2.54. A key concern for individuals (and some specialist staff) was that people’s accommodation was sometimes unsuitable for visitors. Several individuals mentioned restrictions on visitors in hostels or B&Bs, or said they did not want family members to see them in those surroundings. A few stated that they had been unable to have their children to stay because of their housing circumstances (e.g. women in hostels or temporary accommodation, or parents without a separate bedroom for a child of the opposite sex).

2.55. Staff and individuals raised concerns about personal safety in some circumstances. Women and young people were seen to be particularly vulnerable, and a few reported having felt unsafe in temporary accommodation. Examples were also given of women who had returned to violent partners because they felt they had no other option.

Impact on employment

2.56. Staff of all types (and a few individuals) described ways that housing issues could create barriers to employment. These included:

  • Individuals being preoccupied with housing issues and feeling unable to take part in education, training or employment until these were resolved.
  • Employers being unwilling to employ people without a permanent address.
  • Difficulties in seeking work from accommodation a long way from a Jobcentre.
  • Barriers to internet access to allow people to find and apply for work (e.g. lack of skills or confidence using the internet; distance from a library).
  • Difficulties in applying for work or getting a bank account without an address.
  • Difficulties looking clean and tidy (e.g. with limited storage, clothing or facilities).

2.57. One individual said they had lost their job for taking time off in two successive weeks to move between temporary addresses (with no choice and little notice of the moving date).

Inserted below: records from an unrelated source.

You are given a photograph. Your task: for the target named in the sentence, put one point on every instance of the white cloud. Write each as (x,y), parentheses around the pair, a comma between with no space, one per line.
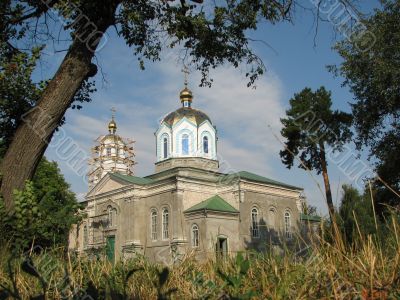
(241,114)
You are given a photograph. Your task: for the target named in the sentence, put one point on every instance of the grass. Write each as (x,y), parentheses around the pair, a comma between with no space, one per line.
(368,269)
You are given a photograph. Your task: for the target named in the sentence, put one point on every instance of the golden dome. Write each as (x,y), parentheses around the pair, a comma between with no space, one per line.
(186,95)
(193,115)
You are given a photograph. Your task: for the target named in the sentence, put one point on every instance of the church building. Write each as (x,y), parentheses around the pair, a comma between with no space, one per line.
(188,205)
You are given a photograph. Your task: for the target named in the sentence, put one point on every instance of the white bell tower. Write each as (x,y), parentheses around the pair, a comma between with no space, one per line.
(112,153)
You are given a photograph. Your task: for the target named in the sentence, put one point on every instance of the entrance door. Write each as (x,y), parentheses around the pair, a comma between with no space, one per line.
(110,248)
(221,247)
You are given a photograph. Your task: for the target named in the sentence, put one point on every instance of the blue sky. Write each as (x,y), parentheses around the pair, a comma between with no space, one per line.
(247,119)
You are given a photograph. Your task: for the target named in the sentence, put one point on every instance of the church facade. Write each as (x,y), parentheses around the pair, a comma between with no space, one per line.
(188,205)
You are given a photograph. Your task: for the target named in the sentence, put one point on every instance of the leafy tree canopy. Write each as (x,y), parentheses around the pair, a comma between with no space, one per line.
(44,212)
(373,76)
(310,124)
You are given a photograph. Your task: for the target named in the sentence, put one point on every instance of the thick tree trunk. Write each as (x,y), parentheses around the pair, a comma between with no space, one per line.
(327,185)
(33,135)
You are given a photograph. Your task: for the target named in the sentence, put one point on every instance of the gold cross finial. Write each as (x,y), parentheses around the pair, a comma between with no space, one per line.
(113,110)
(186,72)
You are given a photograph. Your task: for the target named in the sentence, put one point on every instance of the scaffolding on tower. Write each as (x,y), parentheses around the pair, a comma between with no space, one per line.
(111,154)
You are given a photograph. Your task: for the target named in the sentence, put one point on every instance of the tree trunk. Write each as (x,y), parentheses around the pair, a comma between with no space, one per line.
(327,185)
(33,135)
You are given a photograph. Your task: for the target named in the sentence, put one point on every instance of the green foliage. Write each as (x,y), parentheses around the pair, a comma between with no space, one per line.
(310,124)
(373,76)
(17,91)
(234,282)
(44,211)
(356,215)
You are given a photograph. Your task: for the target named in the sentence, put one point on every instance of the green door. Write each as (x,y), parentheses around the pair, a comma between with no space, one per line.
(110,248)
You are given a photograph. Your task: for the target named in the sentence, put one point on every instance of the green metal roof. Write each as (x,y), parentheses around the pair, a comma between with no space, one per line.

Another missed an interview when a hostel did not forward mail to a new address.

Impact on desistance

2.58. Overall, as found in previous research (pgh 1.10), there was a common view that housing issues made it less likely that people would stop offending. Many participants described a “vicious circle” of housing and other problems, reoffending and return to prison. Most individuals said they had committed offences directly or indirectly as a result of their housing circumstances, and many said they had done so to be returned to custody.

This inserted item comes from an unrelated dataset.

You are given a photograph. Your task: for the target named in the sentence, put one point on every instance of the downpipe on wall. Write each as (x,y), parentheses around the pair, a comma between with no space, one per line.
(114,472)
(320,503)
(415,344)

2.59. Many staff and individuals believed that housing problems often meant that people found prison preferable to being in the community, having shelter, warmth, food, company, facilities, safety, and security they may not otherwise have. Many examples were given by prison staff and individuals of people who had had committed further offences because they could not cope with independent living (e.g. having had difficulties with household, financial or tenancy management).

2.60. Several individuals and staff stated that housing issues often led to loss of contact with other services, making it difficult to address other problems that might contribute to reoffending (e.g. addictions; mental health; lack of money). A few individuals said they had been so focused on housing issues that they had not engaged with other services in prison. Some described losing touch with services on, and following release (e.g. in temporary accommodation, or when living a long way from support). Staff gave examples of difficulties in contacting people who were sleeping rough, or in unstable accommodation.

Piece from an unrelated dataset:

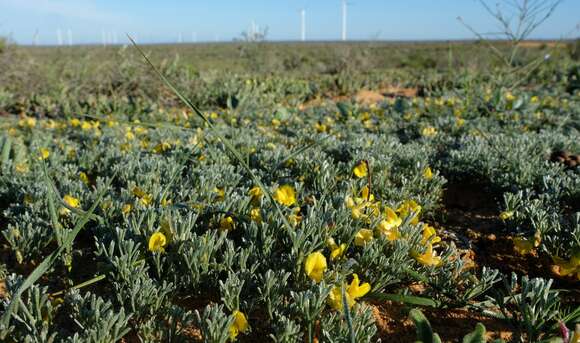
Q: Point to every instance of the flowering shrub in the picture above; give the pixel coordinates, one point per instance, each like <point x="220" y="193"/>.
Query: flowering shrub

2.61. This chapter has summarised participants’ views of the housing issues people who serve short sentences may face and the types of support they need to address these.

2.62. On imprisonment, this includes support to: keep or give up existing accommodation; secure property and possessions; and make arrangements for dependents. During a sentence and approaching release, this includes support to: respond to changing housing circumstances; develop independent living skills; make financial arrangements; and identify accommodation for release. On, and following release, this includes support to: obtain, move in to and sustain accommodation; respond to changing housing circumstances; and access other services and support.

2.63. Housing issues which were not resolved could have a negative impact on getting and keeping accommodation, and on health, employment and desistance.